0

I have these two files which I would like to compare its contents numerically.

Text1:

C_A C_A 0.0000 0.0000 0 0 50 47 100 390
C_A/I0/I0 INV 0.0200 0.2210 0 0 20 200 30 100
C_A/I0/I2 INV 1.0400 0.2210 0 0 530 200 250 261

Text2:

C_A C_A 0.0000 0 0 0 50 47 100 390
C_A/I0/I0 INV 0.0200 0.2213 0 0 20 200 30 100
C_A/I0/I2 INV 1.04 0.2210 0 0 530 200.00 250 261

Desired Output:

C_A/I0/I0 INV has mismatch property.

I have tried this so far but I got errors of use of uninitialized value. Please do advise me. Thanks for your help in advance.

Edited CODE:

use strict;
use warnings;
my %ref_data;

open my $fh, '<', 'Text1' or die $!;
while (<$fh>) {
    chomp;
    my ($occurname, $tempname, @data) = split;
    $ref_data{$occurname} = \@data;
    }

open $fh, '<', 'Text2' or die $!;
while (<$fh>) {
    chomp;
    my ($occurname, $tempname, @data1) = split;
    my $data = $ref_data{$occurname};
    print "$occurname $tempname has mismatch property\n" if 
        grep { $data1[$_] != $data->[$_] } 0 .. $#data1;
      }
    } 
annel
  • 59
  • 7
  • `!=` is the numeric inequality operator. You want `ne` for strings. If you want numeric comparison, you need to use the numbers as numbers, not as a string. – TLP Dec 09 '13 at 01:44
  • hi, yes, I need to do a numeric comparison, can you give suggestion on how to use the numbers as numbers? I am not sure of how. – annel Dec 09 '13 at 01:50
  • 1
    Don't store the data as a string `"@data"`, store it as an array `\@data`. Then compare the arrays in a loop, e.g. `if (grep { $array[$_] == $array1[$_] } 0 .. $array) ` – TLP Dec 09 '13 at 01:56
  • I have corrected the codes according to your suggestion. But I still have errors as updated above. – annel Dec 09 '13 at 02:36
  • You might want to do `chomp` on both inputs so they are constructed the same. – woolstar Dec 09 '13 at 02:38
  • 1
    @woolstar I think `split` is doing that already. – codnodder Dec 09 '13 at 02:45

4 Answers4

2

Perhaps the following will be helpful:

use strict;
use warnings;

my $file2 = pop;
my %ref_data;

while (<>) {
    my ( $occurname, $tempname, @data1 ) = split;
    $ref_data{$occurname} = \@data1;
}

push @ARGV, $file2;

while (<>) {
    my ( $occurname, $tempname, @data2 ) = split;
    my $data1 = $ref_data{$occurname};

    for ( 0 .. $#data2 ) {
        if ( $data1->[$_] != $data2[$_] ) {
            print "$occurname $tempname has mismatch property\n";
            last;
        }
    }
}

Usage: >perl script.pl Text1 Text2 [>outFile]

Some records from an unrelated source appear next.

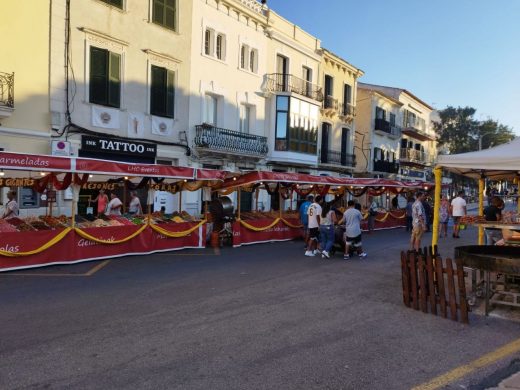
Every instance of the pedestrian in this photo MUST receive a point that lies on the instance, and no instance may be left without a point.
(114, 206)
(444, 216)
(457, 210)
(493, 213)
(304, 218)
(313, 213)
(327, 222)
(409, 218)
(102, 200)
(11, 208)
(352, 220)
(372, 212)
(134, 207)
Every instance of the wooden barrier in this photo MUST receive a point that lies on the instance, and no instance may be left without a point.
(431, 284)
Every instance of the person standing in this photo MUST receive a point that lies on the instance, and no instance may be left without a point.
(327, 221)
(134, 207)
(102, 200)
(304, 218)
(444, 216)
(418, 222)
(372, 212)
(352, 220)
(458, 210)
(114, 206)
(11, 208)
(313, 214)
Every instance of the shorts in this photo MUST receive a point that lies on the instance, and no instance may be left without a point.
(353, 241)
(417, 232)
(314, 233)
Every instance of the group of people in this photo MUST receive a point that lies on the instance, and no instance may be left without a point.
(320, 219)
(115, 205)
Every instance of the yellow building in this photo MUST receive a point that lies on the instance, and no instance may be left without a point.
(337, 124)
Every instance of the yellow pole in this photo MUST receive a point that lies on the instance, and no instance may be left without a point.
(437, 205)
(481, 209)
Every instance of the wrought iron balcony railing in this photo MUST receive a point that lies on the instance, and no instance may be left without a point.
(230, 141)
(7, 89)
(386, 166)
(279, 82)
(334, 157)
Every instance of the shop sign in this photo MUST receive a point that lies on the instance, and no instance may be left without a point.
(17, 182)
(99, 186)
(118, 146)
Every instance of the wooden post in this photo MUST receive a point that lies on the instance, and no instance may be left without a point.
(436, 205)
(481, 209)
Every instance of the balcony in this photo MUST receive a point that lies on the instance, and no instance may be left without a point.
(333, 157)
(216, 140)
(386, 166)
(279, 82)
(414, 156)
(6, 94)
(387, 128)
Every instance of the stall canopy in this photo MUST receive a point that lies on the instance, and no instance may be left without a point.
(500, 162)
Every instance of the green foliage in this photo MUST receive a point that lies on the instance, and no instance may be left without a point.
(459, 132)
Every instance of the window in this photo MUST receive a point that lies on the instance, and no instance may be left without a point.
(162, 92)
(220, 46)
(115, 3)
(245, 118)
(210, 109)
(105, 77)
(164, 13)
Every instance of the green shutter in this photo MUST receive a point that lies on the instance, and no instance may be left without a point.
(114, 80)
(98, 76)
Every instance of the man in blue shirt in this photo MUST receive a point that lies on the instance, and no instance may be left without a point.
(304, 218)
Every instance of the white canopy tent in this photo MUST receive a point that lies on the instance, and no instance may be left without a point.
(499, 162)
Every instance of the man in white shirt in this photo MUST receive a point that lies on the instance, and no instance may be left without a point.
(457, 210)
(313, 213)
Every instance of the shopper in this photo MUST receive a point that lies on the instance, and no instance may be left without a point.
(327, 222)
(304, 218)
(11, 208)
(457, 210)
(114, 206)
(444, 216)
(313, 214)
(418, 222)
(134, 207)
(102, 200)
(352, 220)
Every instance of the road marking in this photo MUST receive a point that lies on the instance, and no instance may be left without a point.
(462, 371)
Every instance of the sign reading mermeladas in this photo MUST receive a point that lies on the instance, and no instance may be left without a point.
(99, 186)
(16, 182)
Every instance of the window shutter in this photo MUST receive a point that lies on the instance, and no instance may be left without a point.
(98, 76)
(170, 93)
(114, 80)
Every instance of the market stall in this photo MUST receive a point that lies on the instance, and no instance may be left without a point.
(36, 240)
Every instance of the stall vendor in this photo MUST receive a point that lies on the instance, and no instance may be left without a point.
(114, 206)
(11, 207)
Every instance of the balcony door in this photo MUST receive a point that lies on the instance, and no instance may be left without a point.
(282, 68)
(344, 145)
(325, 135)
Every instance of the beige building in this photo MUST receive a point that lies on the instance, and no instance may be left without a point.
(338, 115)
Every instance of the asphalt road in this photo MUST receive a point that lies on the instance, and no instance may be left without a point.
(257, 317)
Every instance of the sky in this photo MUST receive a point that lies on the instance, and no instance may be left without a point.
(446, 52)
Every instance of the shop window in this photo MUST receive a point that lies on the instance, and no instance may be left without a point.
(162, 94)
(105, 77)
(164, 13)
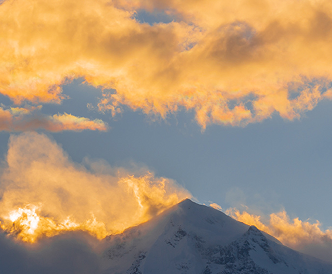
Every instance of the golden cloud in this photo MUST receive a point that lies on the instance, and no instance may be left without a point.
(22, 119)
(44, 194)
(231, 62)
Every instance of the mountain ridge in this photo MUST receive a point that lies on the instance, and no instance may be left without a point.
(193, 238)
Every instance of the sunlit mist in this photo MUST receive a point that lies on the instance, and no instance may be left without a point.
(230, 62)
(44, 193)
(300, 235)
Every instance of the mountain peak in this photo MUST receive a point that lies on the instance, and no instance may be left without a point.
(195, 239)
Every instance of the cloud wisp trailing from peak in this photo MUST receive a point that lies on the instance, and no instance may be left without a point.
(44, 194)
(231, 63)
(300, 235)
(24, 119)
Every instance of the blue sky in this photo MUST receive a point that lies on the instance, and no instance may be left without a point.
(230, 102)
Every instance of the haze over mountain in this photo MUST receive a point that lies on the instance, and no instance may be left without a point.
(192, 238)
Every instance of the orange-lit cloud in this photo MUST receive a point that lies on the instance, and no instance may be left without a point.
(44, 193)
(22, 119)
(216, 206)
(300, 235)
(231, 62)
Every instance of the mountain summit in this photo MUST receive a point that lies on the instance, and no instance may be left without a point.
(196, 239)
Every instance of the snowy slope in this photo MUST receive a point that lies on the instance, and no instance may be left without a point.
(191, 238)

The last, optional parameter directs output to a file.

Output on your data sets:

C_A/I0/I0 INV has mismatch property

This lets Perl handle the file i/o. Also, a for loop is used to compare array contents--instead of grep--since it can be quickly terminated if a mismatch is found.

Kenosis
  • 6,196
  • 1
  • 16
  • 16
  • Thank you! I appreciate your detailed reply. Just nice. Plus, I definitely will implement the usage in your method. – annel Dec 09 '13 at 04:07
1

You could pack them, in a integer mode and then compare the packed values..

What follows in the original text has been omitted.